In the two cases where both the aromatase and steroidogenesis assays were positive, the first compound also had positive results in the higher tier pubertal and fish short-term reproduction assays, while in the second compound, the in vitro positive findings were not confirmed in vivo in either the pubertal assays or the fish short-term reproduction assay. This highlights that in vitro results in the aromatase and steroidogenesis assays are not necessarily indicative of in vivo results, likely due to several factors, including the complexity of intact systems (i.e., having the capability of responding to alterations in steroidogenesis to maintain homeostasis) and/or kinetics (absorption/distribution/metabolism/elimination) of the test compound in the in vivo test system.
The five in vitro assays that have been incorporated into the EDSP Tier 1 screening battery can provide valuable information on the mode of action of the test compound under study; however, there are some caveats in the conduct of these in vitro assays and use of the resulting data. The ER and AR binding assays appear to be reproducible and specific; however, more efficient use of technician time and resources (including cell cytosols that require the use of animals) can be achieved by evaluating multiple chemicals at one time, whenever possible. While involving the same initial molecular event (ER binding), the ERTA assay can yield different results than the ER binding assay; these discrepancies may be legitimate differences due to cell context dependent responses, but there is some indication that use of the PC10 cutoff criteria in the ERTA may contribute to the mischaracterization of some chemicals as positive. The aromatase assay appears to be reproducible and reliable, provided that the microsomes used in the assay have sufficient CYP19 activity to yield valid assay results. In the steroidogenesis assay, the H295R cells showed interexperimental variability in basal and stimulated T and E2 production. This aspect, coupled with the potential impact of cell stress/subclinical cytotoxicity, make interpretation of steroidogenesis results more complex. When considering WoE, it is important to consider that the in vitro assay systems have little or no metabolic capability; therefore, activity is primarily evaluated for the parent compound.

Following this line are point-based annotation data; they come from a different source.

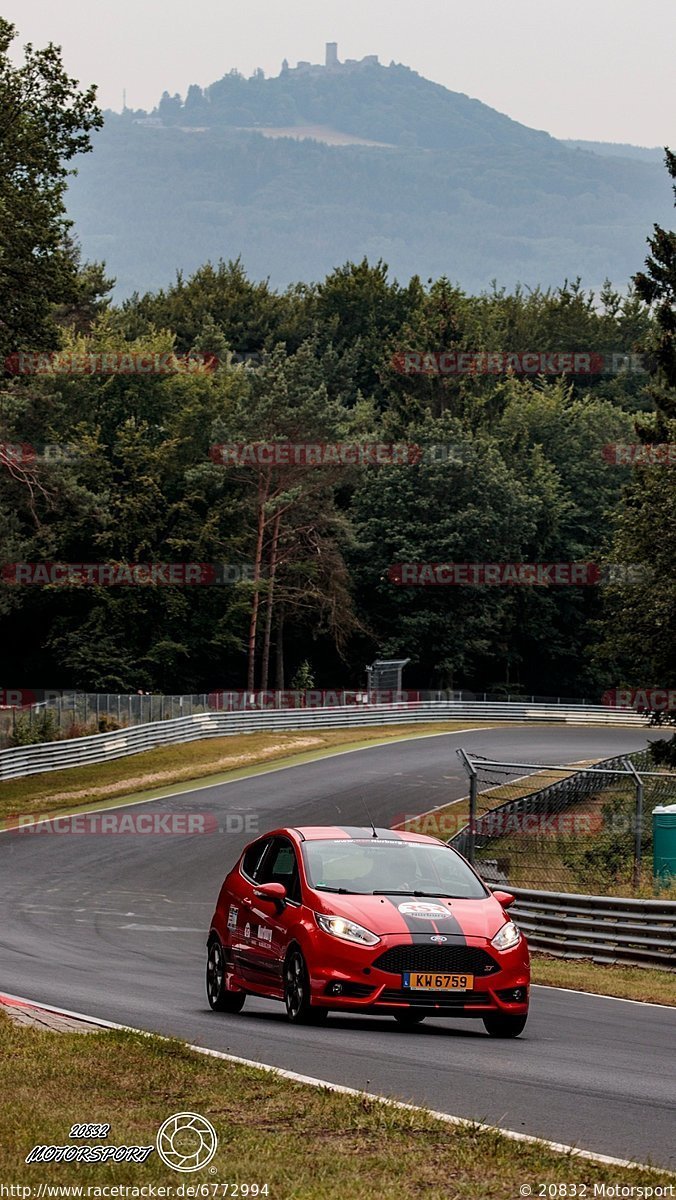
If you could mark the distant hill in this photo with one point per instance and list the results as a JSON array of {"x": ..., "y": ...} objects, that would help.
[
  {"x": 454, "y": 187},
  {"x": 618, "y": 149}
]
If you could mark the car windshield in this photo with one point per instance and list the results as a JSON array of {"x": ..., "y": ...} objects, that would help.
[{"x": 378, "y": 865}]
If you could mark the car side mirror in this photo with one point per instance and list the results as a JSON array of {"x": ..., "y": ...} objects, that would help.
[{"x": 271, "y": 893}]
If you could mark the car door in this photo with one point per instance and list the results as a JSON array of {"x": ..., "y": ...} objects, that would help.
[
  {"x": 243, "y": 924},
  {"x": 274, "y": 925}
]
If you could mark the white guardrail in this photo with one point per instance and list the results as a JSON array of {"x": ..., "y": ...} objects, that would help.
[
  {"x": 606, "y": 929},
  {"x": 33, "y": 760}
]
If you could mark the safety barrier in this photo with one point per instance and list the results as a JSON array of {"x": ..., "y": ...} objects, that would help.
[
  {"x": 606, "y": 929},
  {"x": 33, "y": 760}
]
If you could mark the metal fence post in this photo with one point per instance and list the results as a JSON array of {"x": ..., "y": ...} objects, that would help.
[
  {"x": 472, "y": 831},
  {"x": 638, "y": 822}
]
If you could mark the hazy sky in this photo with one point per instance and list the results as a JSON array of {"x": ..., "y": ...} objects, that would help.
[{"x": 582, "y": 69}]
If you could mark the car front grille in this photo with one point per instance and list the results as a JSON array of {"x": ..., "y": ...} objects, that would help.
[
  {"x": 435, "y": 999},
  {"x": 456, "y": 959}
]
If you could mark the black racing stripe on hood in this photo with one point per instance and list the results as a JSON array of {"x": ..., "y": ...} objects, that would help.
[{"x": 447, "y": 925}]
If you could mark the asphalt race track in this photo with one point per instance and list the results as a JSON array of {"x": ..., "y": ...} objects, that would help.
[{"x": 114, "y": 927}]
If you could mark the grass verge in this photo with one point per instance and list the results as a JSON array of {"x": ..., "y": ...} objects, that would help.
[
  {"x": 628, "y": 983},
  {"x": 299, "y": 1140},
  {"x": 157, "y": 771}
]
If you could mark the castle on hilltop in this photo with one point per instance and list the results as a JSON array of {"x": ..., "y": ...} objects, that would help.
[{"x": 331, "y": 63}]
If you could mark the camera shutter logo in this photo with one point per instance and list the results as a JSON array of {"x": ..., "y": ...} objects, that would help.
[{"x": 186, "y": 1141}]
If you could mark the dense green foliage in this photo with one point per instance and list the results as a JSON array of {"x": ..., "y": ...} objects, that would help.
[{"x": 521, "y": 475}]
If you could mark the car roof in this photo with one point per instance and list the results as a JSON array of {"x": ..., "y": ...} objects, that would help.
[{"x": 335, "y": 833}]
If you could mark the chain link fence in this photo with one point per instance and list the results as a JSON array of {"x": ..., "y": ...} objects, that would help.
[{"x": 564, "y": 828}]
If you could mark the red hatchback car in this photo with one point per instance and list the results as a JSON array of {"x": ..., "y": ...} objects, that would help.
[{"x": 369, "y": 921}]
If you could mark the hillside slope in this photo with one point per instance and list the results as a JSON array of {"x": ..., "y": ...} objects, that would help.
[{"x": 458, "y": 189}]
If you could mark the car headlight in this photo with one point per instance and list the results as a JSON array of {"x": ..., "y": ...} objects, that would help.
[
  {"x": 348, "y": 930},
  {"x": 507, "y": 936}
]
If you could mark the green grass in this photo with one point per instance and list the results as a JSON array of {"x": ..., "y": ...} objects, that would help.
[
  {"x": 628, "y": 983},
  {"x": 165, "y": 769},
  {"x": 305, "y": 1143}
]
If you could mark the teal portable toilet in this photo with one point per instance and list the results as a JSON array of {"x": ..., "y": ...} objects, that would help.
[{"x": 664, "y": 843}]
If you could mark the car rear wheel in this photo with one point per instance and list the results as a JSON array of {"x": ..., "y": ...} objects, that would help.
[
  {"x": 504, "y": 1026},
  {"x": 408, "y": 1020},
  {"x": 297, "y": 993},
  {"x": 220, "y": 997}
]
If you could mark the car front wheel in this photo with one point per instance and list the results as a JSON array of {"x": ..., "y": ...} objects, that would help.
[
  {"x": 504, "y": 1026},
  {"x": 220, "y": 997},
  {"x": 297, "y": 993}
]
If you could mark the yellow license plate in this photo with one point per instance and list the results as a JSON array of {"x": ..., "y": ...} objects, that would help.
[{"x": 431, "y": 981}]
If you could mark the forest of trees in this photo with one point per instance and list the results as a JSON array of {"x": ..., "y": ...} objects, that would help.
[{"x": 526, "y": 480}]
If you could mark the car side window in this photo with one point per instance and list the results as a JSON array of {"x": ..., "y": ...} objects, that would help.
[
  {"x": 281, "y": 867},
  {"x": 252, "y": 859}
]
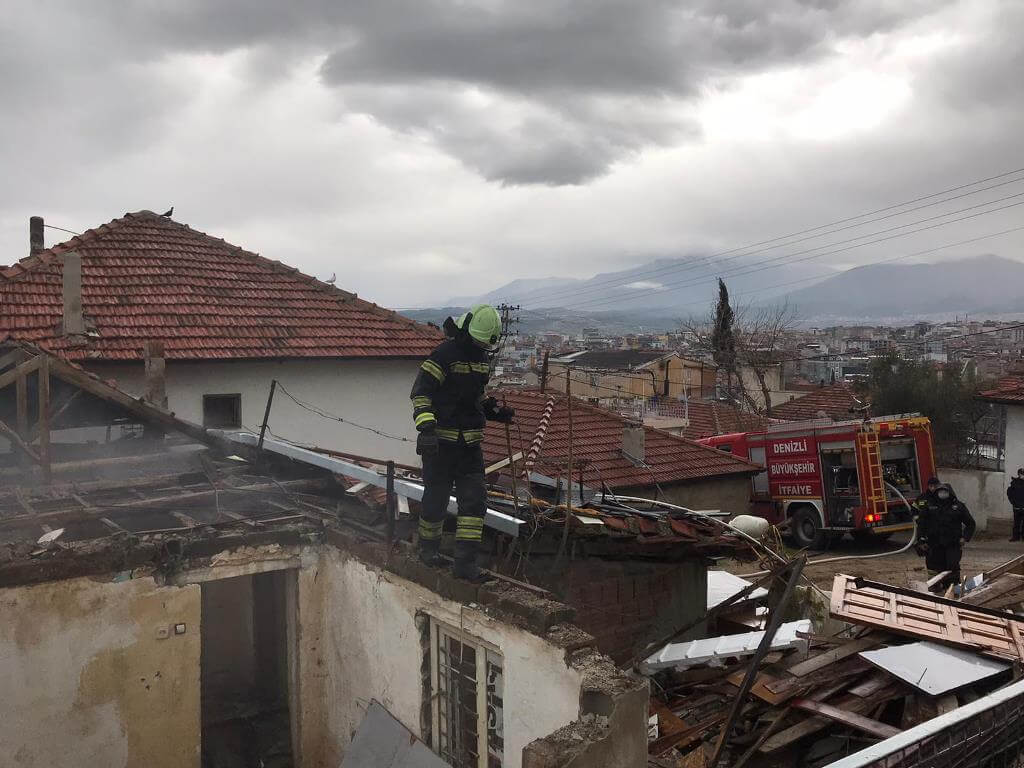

Differences with in vivo studies may indicate an important role for metabolism or another kinetic component present in whole animals. Lastly, it was extremely difficult to meet all of the performance criteria for each assay. Some minor excursions from the performance criteria should be expected and permitted if the assay appears to function appropriately, and there may be some utility in modifying the performance criteria as more experience is gained with these assays.